No puedo decirlo  de otra manera, asi es y asi fue. El doctor Rembao encontró la forma de estructurar la información que se guardaba en el iTer, y de ella emergió la conciencia, y no una conciencia cualquiera, sino la conciencia de quien se había grabado en dicho programa. Entonces, la broma de marketing que era el nombre largo del programa, iTernety (por eternidad), dejó de ser una broma, y se convirtió en algo posible.

– Así pues – el abogado se apoya en la barandilla, a un palmo del jurado, y los mira a todos, lentamente – así pues tenemos que mi cliente, usando el iTer mejorado por el doctor Rembao, tiene una copia de si mismo que actualiza cada dia, cada hora, cada minuto y cada segundo.
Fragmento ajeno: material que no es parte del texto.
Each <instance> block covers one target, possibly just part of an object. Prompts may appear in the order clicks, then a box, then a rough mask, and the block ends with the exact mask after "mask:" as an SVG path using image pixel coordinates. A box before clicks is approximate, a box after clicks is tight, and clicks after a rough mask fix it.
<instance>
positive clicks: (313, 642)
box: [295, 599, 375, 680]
Mi cliente, señoras y señores del jurado, es un afable anciano de ciento doce años a quien, a pesar de los transplantes de órganos y la terapia de regeneración con células madre, le quedan pocos años de vida, tal vez cinco, tal vez menos. Mi cliente, señoras y señores del jurado, quiere poder ceder la propiedad de su conciencia en iTer a dicha conciencia, algo que por descontado no está previsto en ese famoso contrato por mucho que el abogado del demandado juegue con razonamientos jesuíticos.

Me están diciendo, señoras y señores del jurado, que le van a negar a un ente consciente su propia libertad? Que a la muerte de mi cliente esa conciencia pasará a ser propiedad de Apple, como un esclavo? No puedo creer eso. No puedo creerlo porque, mas tarde o mas temprano, todos ustedes acabarán por grabar tal cantidad de datos que emergerá su propia conciencia, y si no paramos esto aqui y ahora estaremos creando una especie esclava que, en el fondo, seremos nosotros mismos. Por todo ello pido que fallen a favor de mi cliente y le otorguen el derecho a la libertad sobre su propia conciencia digital. Muchas gracias.

– Bien – concluye el juez – el jurado tomará nota de ambos alegatos y se retirará a deliberar. Tómense su tiempo. Les estaremos esperando.